On January 25, 2021, President Biden issued a much-anticipated Executive Order announcing plans to strengthen the U.S. Government’s preference for domestically-sourced goods and services, including a proposal to tighten longstanding exceptions to domestic preference requirements.
Executive Order 14005 on Ensuring the Future Is Made in All of America by All of America’s Workers (“EO”) aims to “maximize” the U.S. Government’s purchasing of goods and services produced in the United States. In its key provisions, the EO:
- Proposes to increase the domestic content threshold for determining whether a product qualifies as domestic, potentially exceeding the 55% threshold, which was increased to that number only last week by the Trump administration.
- Directs the Federal Acquisition Regulatory Council (“FAR Council”) to replace the Buy American Act’s (“BAA”) longstanding domestic cost-of-components test with a domestic value-added test, using as-yet undetermined metrics.
- Calls for new procedures that would increase the level of review required to obtain a waiver of domestic preference laws and the scrutiny that would apply to such waivers.
- Contemplates leveraging trade remedies used to combat unfair trade as a means of enforcing federal procurement policies.
- Establishes a new Made in America Office to oversee and administer domestic preference requirements in federal procurements.
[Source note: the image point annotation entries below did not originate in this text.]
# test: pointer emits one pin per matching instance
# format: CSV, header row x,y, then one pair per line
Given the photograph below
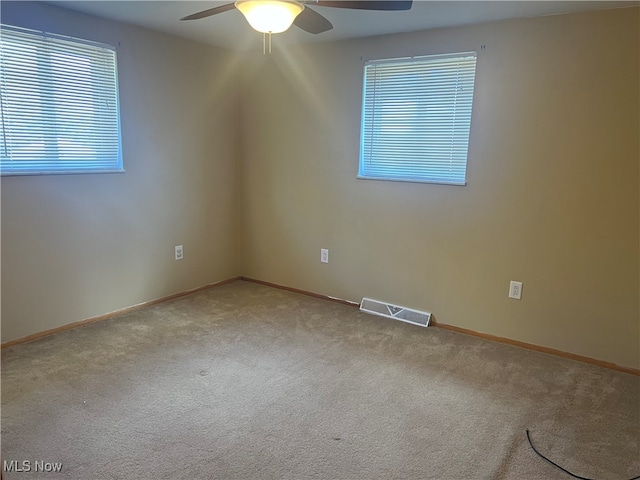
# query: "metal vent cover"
x,y
396,312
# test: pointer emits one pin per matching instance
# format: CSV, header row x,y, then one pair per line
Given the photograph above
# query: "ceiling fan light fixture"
x,y
270,16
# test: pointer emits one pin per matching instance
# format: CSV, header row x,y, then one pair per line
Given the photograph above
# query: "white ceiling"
x,y
230,29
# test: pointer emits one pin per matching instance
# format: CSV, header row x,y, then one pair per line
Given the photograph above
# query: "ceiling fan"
x,y
276,16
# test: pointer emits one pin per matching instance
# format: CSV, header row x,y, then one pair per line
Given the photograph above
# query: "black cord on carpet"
x,y
558,466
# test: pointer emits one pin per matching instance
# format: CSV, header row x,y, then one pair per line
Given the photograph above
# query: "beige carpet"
x,y
245,381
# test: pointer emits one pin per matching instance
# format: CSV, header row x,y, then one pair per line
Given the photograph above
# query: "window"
x,y
58,105
416,117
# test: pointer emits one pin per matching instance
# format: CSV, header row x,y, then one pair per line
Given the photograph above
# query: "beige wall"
x,y
77,246
552,195
552,198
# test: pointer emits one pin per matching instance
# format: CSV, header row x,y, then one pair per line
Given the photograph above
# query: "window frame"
x,y
381,154
75,125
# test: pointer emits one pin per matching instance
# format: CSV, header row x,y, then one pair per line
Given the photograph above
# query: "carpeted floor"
x,y
245,381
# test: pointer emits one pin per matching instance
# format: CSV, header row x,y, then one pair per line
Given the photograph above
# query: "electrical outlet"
x,y
515,290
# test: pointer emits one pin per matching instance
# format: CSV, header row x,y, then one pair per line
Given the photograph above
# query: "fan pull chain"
x,y
264,43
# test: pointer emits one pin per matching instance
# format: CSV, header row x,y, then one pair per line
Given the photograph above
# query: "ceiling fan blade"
x,y
389,5
312,22
211,11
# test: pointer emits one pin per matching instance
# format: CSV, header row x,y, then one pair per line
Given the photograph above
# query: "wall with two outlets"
x,y
553,184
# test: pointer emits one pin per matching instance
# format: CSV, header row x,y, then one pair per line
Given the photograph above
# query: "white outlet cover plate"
x,y
515,290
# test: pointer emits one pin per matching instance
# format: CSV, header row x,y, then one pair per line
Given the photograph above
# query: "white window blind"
x,y
416,118
58,104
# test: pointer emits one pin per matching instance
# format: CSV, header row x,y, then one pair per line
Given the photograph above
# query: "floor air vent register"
x,y
396,312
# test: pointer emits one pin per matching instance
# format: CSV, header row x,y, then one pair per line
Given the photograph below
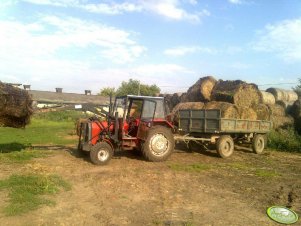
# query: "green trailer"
x,y
208,127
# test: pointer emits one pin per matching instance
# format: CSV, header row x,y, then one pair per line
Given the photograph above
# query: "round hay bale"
x,y
201,90
296,109
175,99
295,112
247,113
227,110
276,110
236,92
183,98
267,98
282,122
283,95
262,111
15,106
188,105
184,106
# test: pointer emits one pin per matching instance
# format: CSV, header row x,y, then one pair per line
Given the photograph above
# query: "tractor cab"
x,y
128,126
135,112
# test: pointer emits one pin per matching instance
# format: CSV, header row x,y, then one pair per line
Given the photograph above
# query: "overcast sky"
x,y
90,44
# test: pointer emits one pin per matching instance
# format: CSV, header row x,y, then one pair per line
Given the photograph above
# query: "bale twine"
x,y
247,113
236,92
262,111
267,98
15,106
227,110
276,109
201,90
283,95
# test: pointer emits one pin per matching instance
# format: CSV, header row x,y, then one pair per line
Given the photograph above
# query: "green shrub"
x,y
285,140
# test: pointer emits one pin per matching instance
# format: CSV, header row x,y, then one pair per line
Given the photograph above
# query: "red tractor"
x,y
134,122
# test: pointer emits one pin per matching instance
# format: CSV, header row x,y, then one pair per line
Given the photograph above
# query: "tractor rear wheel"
x,y
159,144
101,153
258,143
225,146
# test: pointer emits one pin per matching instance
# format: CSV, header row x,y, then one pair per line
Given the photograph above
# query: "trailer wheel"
x,y
258,143
80,150
225,146
101,153
159,144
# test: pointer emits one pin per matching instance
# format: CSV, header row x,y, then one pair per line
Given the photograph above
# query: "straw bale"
x,y
276,109
188,105
15,106
236,92
247,113
227,110
262,111
283,95
184,98
296,109
296,114
267,98
175,99
282,122
201,90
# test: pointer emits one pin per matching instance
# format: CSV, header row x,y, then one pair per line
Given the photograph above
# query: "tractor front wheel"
x,y
159,144
101,153
258,143
225,146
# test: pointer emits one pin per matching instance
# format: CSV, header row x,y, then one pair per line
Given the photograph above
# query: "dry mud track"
x,y
188,189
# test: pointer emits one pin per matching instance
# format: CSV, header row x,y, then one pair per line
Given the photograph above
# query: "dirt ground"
x,y
188,189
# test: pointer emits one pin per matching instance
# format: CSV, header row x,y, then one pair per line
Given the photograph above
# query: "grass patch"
x,y
197,167
51,128
285,140
239,166
266,173
22,156
27,192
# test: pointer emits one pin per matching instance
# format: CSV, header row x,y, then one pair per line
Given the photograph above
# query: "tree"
x,y
107,91
297,88
134,87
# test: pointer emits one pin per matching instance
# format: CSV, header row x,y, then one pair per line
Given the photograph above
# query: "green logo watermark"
x,y
282,215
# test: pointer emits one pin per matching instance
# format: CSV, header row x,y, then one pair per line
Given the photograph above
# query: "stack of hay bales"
x,y
15,106
236,92
281,110
267,98
201,90
238,99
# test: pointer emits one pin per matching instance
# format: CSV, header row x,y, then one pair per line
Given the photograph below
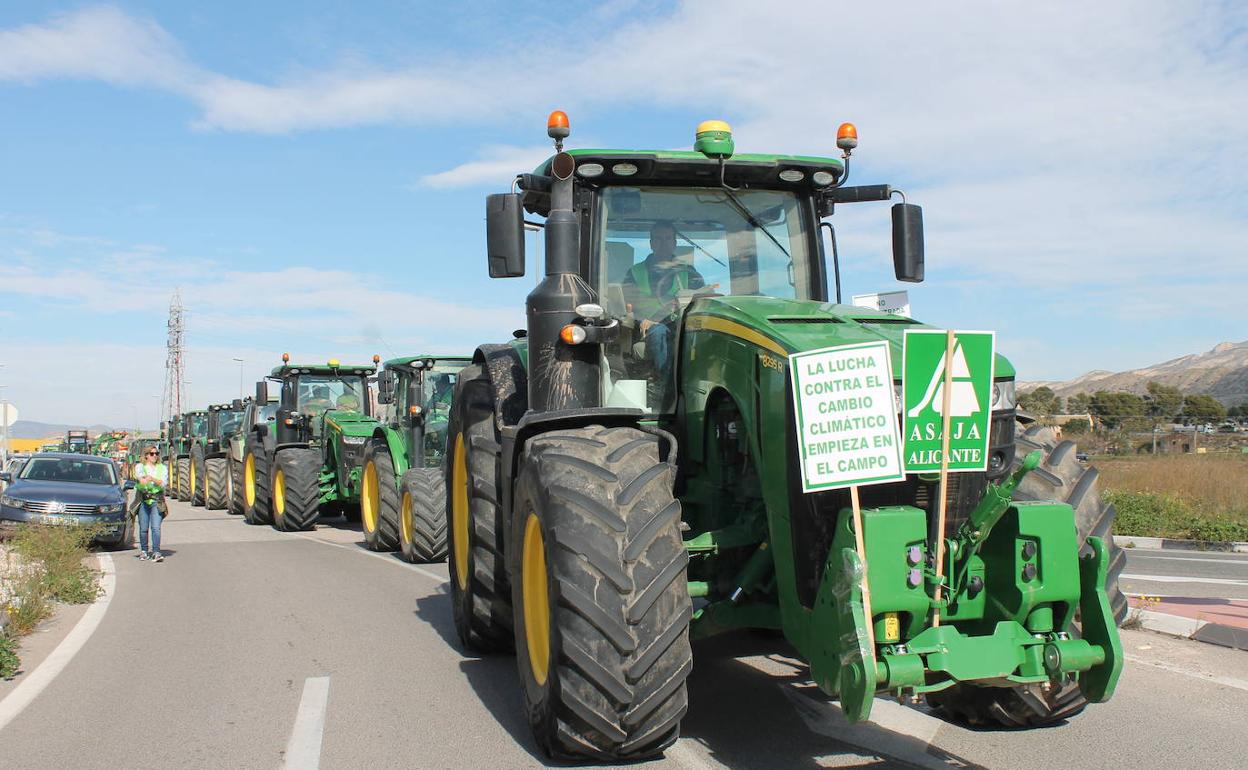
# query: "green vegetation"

This EO is the latest in a line of recent proclamations from the White House aimed at strengthening domestic preference requirements in federal contracting. Notably, the EO revokes certain earlier Trump administration executive orders, but it leaves in place—at least for now—the Final Rule issued on January 19, 2021 that increased the BAA’s Eisenhower-era domestic content requirements and price preferences in accordance with President Trump’s July 2019 Executive Order. The EO also left untouched the domestic procurement preferences for essential medicines, medical countermeasures, and critical inputs established in a separate order issued by President Trump in August 2020.
Ultimately, the effect of this latest EO will depend on the details of its implementation. While it largely avoids prescriptive details, the EO requires the FAR Council to consider proposing new implementing regulations within 180 days, and the Office of Management and Budget (“OMB”) and General Services Administration (“GSA”) likewise are directed to establish oversight and reporting mechanisms related to BAA compliance. Notably, the EO is unclear about whether and how it applies to the Trade Agreements Act of 1979 (“TAA”), and contractors will need to await guidance from the FAR Council to better understand this issue.
For our full analysis, the full client alert is available here. We will continue to closely track these developments as they unfold. For now, however, the EO offers a clear indication that the Biden administration intends to maintain—if not increase—the U.S. Government’s recent emphasis on promoting and enforcing domestic sourcing requirements.